# Thread: In a triangle ABC, value of angle C?

1. ## In a triangle ABC, value of angle C?

In a triangle ABC, a = 2, b = 3 and tan A = √(3/5) then the value(s) of C are:

A)√(10)
B){√(10)}/2
C){3√(10)}/2
D){√(10)}/3

2. Originally Posted by fardeen_gen
In a triangle ABC, a = 2, b = 3 and tan A = √(3/5) then the value(s) of C are:

A)√(10)
B){√(10)}/2
C){3√(10)}/2
D){√(10)}/3
Did you mean get the value(s) of c? If your notation is to be consistent, C represents an angle and c represents a side length .....

Sine rule: $\displaystyle \frac{\sin A}{2} = \frac{\sin B}{3} \Rightarrow \sin B = \frac{3 \sin A}{2}$.

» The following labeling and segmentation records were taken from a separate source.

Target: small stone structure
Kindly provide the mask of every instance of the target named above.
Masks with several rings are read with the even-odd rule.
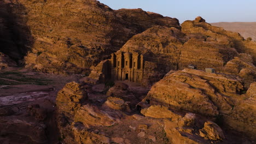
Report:
[[[215,69],[213,68],[205,68],[205,72],[210,73],[215,73]]]
[[[142,55],[118,51],[111,54],[111,57],[113,80],[142,82],[144,64]]]
[[[197,67],[193,64],[189,64],[188,65],[188,68],[191,69],[197,69]]]

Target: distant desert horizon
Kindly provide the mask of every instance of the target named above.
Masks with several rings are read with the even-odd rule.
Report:
[[[211,25],[239,33],[245,39],[251,37],[253,40],[256,40],[256,22],[219,22]]]

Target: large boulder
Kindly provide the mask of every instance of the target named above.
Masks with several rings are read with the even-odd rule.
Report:
[[[80,84],[75,82],[68,83],[58,92],[56,99],[58,112],[72,118],[88,98],[87,92]]]
[[[200,130],[200,133],[201,136],[213,141],[225,139],[222,129],[216,123],[211,121],[205,123],[205,127]]]
[[[231,75],[185,69],[167,74],[143,101],[216,117],[219,124],[253,136],[255,101],[250,95],[254,93],[254,85],[251,84],[248,93],[240,95],[245,89]]]

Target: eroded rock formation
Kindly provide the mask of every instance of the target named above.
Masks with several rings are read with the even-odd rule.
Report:
[[[185,69],[166,74],[143,101],[205,116],[221,116],[222,124],[253,137],[255,101],[248,95],[253,94],[254,83],[248,94],[240,95],[244,88],[235,77]]]

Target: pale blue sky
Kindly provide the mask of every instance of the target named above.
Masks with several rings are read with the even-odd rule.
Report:
[[[256,22],[256,0],[100,0],[113,9],[141,8],[176,17],[201,16],[206,22]]]

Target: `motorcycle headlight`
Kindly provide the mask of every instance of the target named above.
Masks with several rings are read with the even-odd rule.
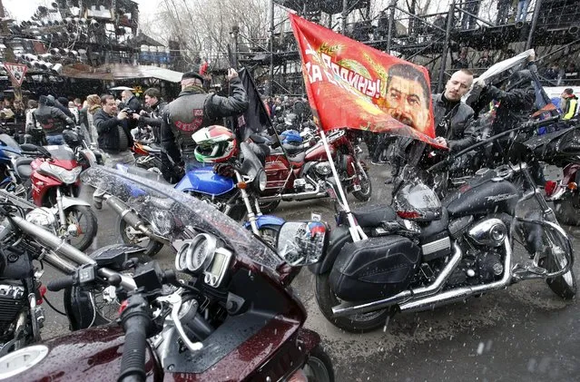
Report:
[[[50,211],[45,208],[37,208],[26,214],[26,221],[31,222],[36,226],[42,227],[44,230],[53,231],[56,219]]]
[[[83,171],[83,168],[81,166],[76,166],[73,170],[68,171],[62,167],[50,164],[47,162],[44,162],[38,168],[38,171],[44,175],[52,175],[59,179],[64,184],[71,184],[76,181]]]

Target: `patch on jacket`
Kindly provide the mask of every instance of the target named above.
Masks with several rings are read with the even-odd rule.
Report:
[[[203,109],[193,109],[193,120],[191,122],[176,121],[175,126],[182,132],[193,132],[203,123]]]

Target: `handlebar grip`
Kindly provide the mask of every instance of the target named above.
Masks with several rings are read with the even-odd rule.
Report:
[[[148,307],[147,300],[142,295],[135,294],[129,298],[127,308],[121,315],[125,342],[123,346],[118,382],[145,380],[147,331],[152,325]]]
[[[60,279],[51,279],[46,283],[46,289],[51,292],[57,292],[65,288],[74,285],[74,277],[66,276]]]

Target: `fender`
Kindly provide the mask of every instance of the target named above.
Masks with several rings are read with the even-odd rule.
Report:
[[[274,215],[261,215],[257,217],[256,224],[258,225],[258,229],[260,230],[262,226],[265,225],[274,225],[274,226],[281,226],[286,222],[282,218],[279,218]],[[251,230],[251,226],[250,225],[250,221],[246,221],[243,226],[247,230]]]
[[[66,210],[73,206],[86,206],[91,207],[91,204],[86,201],[78,199],[78,198],[71,198],[70,196],[63,196],[63,210]],[[56,208],[56,207],[53,207]]]
[[[340,253],[342,247],[348,242],[350,242],[352,238],[350,237],[350,231],[347,226],[339,226],[330,231],[330,238],[329,240],[329,247],[322,256],[320,261],[316,264],[309,265],[308,269],[315,275],[321,275],[330,271],[334,266],[334,262]]]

Get the value of $\displaystyle \sin A$ using the given data $\displaystyle \tan A = \frac{\sqrt{3}}{\sqrt{5}}$. Then solve for B.

C = 180 - A - B.

Cosine rule: $\displaystyle c^2 = 2^2 + 3^2 - 2(2)(3) \cos C \, ....$

3. Hello, fardeen_gen!

In a triangle ABC: .$\displaystyle a = 2,\;b = 3,\; \tan A = \sqrt{\frac{3}{5}}$
then the value of $\displaystyle {\color{red}c}$ is:

$\displaystyle A)\;\sqrt{10} \qquad B)\;\frac{\sqrt{10}}{2} \qquad C)\;\frac{3\sqrt{10}}{2}\qquad D)\; \frac{\sqrt{10}}{3}$

Since $\displaystyle \tan A \:=\:\frac{\sqrt{3}}{\sqrt{5}} \:=\:\frac{opp}{adj} \quad\Rightarrow\quad \text{then: }\:hyp \:=\:\sqrt{8} \:=\:2\sqrt{2}$

. . Hence: .$\displaystyle \begin{array}{ccccccc}\sin A \:=\: \dfrac{\sqrt{3}}{2\sqrt{2}} &\Rightarrow & \boxed{\sin A \:=\:\dfrac{\sqrt{6}}{4}} \\ \\[-3mm]\cos A \:=\: \dfrac{\sqrt{5}}{2\sqrt{2}} &\Rightarrow& \boxed{\cos A \:=\: \dfrac{\sqrt{10}}{4}} \end{array}$

Law of Sines: .$\displaystyle \frac{\sin B}{b} \:=\:\frac{\sin A}{a} \quad\Rightarrow\quad \sin B \:=\:\frac{b\!\cdot\!\sin A}{a}$

. . Hence: .$\displaystyle \sin B \:=\:\dfrac{3\cdot\frac{\sqrt{6}}{4}}{2} \quad\Rightarrow\quad \begin{array}{ccc}\boxed{\sin B \:=\: \dfrac{3\sqrt{6}}{8}} \\ \\[-3mm] \boxed{\cos B \:=\: \dfrac{\sqrt{10}}{8}} \end{array}$

Since: .$\displaystyle C \:=\:180^o - (A + B)$,
. . we have: .$\displaystyle \sin C \;=\;\sin\left[180^o-(A + B)\right] \:=\:\sin(A + B)$

$\displaystyle \sin C \;=\;\sin A\cos B + \sin B\cos A \;=\;\left(\frac{\sqrt{6}}{4}\right)\left(\frac{\s qrt{10}}{8}\right) + \left(\frac{3\sqrt{6}}{8}\right)\left(\frac{\sqrt{ 10}}{4}\right)$

. . . .$\displaystyle = \;\frac{\sqrt{60}}{32} + \frac{3\sqrt{60}}{32} \;=\;\frac{4\sqrt{60}}{32} \;=\;\frac{\sqrt{60}}{8} \quad \Rightarrow\quad\boxed{\sin C \:=\:\frac{\sqrt{15}}{4}}$

Law of Sines: .$\displaystyle \frac{c}{\sin C} \:=\:\frac{a}{\sin A} \quad\Rightarrow\quad c \:=\:\frac{a\!\cdot\!\sin C}{\sin A}$

. . $\displaystyle c \;=\;\frac{2\cdot\dfrac{\sqrt{15}}{4}}{\dfrac{\sqr t{6}}{4}} \;=\;{\color{blue}\sqrt{10}} \quad\hdots \quad \text{answer A}$